(January 20, 2017)
Three city governing bodies held a joint workshop Wednesday, January 18, to listen to details about the Sunshine Law, which mandates how city officials conduct public meetings and make public records available to members of the public, in the City Hall Council Chambers.
The City Council, the Community Redevelopment Agency, and the Planning Commission spent about an hour listening to and asking city attorney Cliff Shepard questions about the Sunshine Law.
The Sunshine Law requires government officials to release a public notice about scheduled meetings, that the meetings are held in a public location such as a City Hall, and that minutes are recorded so information is made available to the public. The Sunshine Law regarding open meetings can be found in Chapter 286 of the Florida Statutes.
Decisions can be a part of the meeting, but they don’t have to be in order to have a public meeting, Shepard said. However, if decisions were to be made, they should be done so in a public place.
Much of what Shepard talked about during the workshop was based on what he called personal experiences, one of which was on the topic of the Sunshine Law and polling. He said he was interviewed by the state attorney’s office over that issue.

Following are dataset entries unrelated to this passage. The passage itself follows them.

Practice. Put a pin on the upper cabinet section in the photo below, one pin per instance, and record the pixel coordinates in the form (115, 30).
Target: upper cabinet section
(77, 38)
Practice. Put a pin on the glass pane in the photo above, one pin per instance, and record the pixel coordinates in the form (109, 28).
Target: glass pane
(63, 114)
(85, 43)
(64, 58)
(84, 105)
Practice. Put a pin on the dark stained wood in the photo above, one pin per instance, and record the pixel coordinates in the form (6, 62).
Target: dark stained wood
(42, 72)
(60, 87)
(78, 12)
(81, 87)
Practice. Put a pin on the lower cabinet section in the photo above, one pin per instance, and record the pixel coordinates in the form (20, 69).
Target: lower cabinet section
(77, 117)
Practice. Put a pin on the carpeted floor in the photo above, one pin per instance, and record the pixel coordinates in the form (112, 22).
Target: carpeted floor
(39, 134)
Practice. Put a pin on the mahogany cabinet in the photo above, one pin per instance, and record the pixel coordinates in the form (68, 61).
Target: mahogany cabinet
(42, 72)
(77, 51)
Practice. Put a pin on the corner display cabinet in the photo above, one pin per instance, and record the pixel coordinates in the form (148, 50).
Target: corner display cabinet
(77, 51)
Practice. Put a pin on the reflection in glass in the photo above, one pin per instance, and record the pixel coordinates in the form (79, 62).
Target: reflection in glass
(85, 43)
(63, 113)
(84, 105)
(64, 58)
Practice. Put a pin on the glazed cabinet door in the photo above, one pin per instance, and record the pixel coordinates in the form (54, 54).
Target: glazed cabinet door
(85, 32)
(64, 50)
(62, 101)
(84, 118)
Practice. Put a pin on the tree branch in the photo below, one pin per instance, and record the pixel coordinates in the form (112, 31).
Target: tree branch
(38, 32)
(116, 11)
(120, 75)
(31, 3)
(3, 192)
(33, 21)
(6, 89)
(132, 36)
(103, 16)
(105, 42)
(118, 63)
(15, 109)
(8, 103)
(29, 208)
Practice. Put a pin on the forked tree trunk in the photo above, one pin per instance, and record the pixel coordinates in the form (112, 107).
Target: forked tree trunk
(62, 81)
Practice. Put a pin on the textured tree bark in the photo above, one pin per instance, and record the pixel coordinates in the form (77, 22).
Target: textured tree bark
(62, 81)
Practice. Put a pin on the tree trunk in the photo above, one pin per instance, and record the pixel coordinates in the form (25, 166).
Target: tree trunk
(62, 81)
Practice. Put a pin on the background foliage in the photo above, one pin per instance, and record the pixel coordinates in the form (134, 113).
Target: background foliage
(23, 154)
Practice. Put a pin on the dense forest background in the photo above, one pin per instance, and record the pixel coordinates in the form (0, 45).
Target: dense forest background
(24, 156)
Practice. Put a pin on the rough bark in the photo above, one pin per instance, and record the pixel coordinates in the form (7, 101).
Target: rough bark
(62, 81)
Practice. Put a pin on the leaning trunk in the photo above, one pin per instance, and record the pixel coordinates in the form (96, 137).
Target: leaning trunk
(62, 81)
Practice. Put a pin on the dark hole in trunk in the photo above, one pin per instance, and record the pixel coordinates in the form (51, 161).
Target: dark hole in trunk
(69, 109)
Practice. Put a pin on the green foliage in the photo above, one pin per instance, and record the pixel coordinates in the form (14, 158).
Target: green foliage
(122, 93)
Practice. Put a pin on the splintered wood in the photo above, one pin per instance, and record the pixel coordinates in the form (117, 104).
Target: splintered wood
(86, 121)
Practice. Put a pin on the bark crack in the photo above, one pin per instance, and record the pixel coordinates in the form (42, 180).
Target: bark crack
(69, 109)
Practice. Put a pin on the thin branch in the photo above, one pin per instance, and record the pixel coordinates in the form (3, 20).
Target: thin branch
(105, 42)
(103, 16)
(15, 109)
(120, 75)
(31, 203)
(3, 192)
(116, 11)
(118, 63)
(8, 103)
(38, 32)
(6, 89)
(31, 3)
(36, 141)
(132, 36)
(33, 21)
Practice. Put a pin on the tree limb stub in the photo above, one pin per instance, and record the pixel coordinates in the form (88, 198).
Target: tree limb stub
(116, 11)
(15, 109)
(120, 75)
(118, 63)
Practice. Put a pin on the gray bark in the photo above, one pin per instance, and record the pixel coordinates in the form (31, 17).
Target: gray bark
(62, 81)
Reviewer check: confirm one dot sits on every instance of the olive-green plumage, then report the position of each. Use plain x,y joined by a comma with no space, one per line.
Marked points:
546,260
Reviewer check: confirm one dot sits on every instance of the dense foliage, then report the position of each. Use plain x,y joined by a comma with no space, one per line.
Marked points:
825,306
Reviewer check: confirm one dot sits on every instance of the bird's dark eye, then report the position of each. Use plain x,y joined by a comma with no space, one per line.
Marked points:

One of Shepard’s stories was about “Textgate,” a controversy that erupted in September 2012 when Orange County commissioners were accused of exchanging, then deleting some, text messages with lobbyists during a public meeting about a ballot referendum that, if approved, would require businesses to pay their workers during sick leave. Amid the negative publicity, the investigation launched by the state attorney had a difficult time retrieving the messages.
According to news reports, Orange County was ordered to pay $90,000 in legal fees as a lawsuit settlement.
Not only did they have a Sunshine issue, but they also had a public record issue because it was part of thedecision-making process,” Shepard said.
Because of today’s political climate, it would be easy for any government official to get into legal trouble when it comes to the Sunshine Law, Shepard said, thus the reason officials must heed the information from his presentation. Also, if the Sunshine Law is violated, government officials’ claimed ignorance can’t save them from being prosecuted, Shepard said.
“There’s no such thing as being too careful because you are always one vote away from being somebody’s hero and somebody’s villain,” Shepard said.
A meeting is defined as a gathering of two or more members of the same governing body or that are conducted through any form of communication, written, spoken or otherwise. Though Sunshine Law cases are determined case by case, the Sunshine Law is intended to protect not government officials, but the public’s right to know, Shepard said.
“Your intentions are rarely the issue,” the attorney said to the various board members. “It’s what the public has the right to be a part of. You heard the expression, ‘If you knew how sausage is made, you probably wouldn’t eat it’? But in this case, it’s the public’s right to know how the sausage is made that the law is protecting,” Shepard said.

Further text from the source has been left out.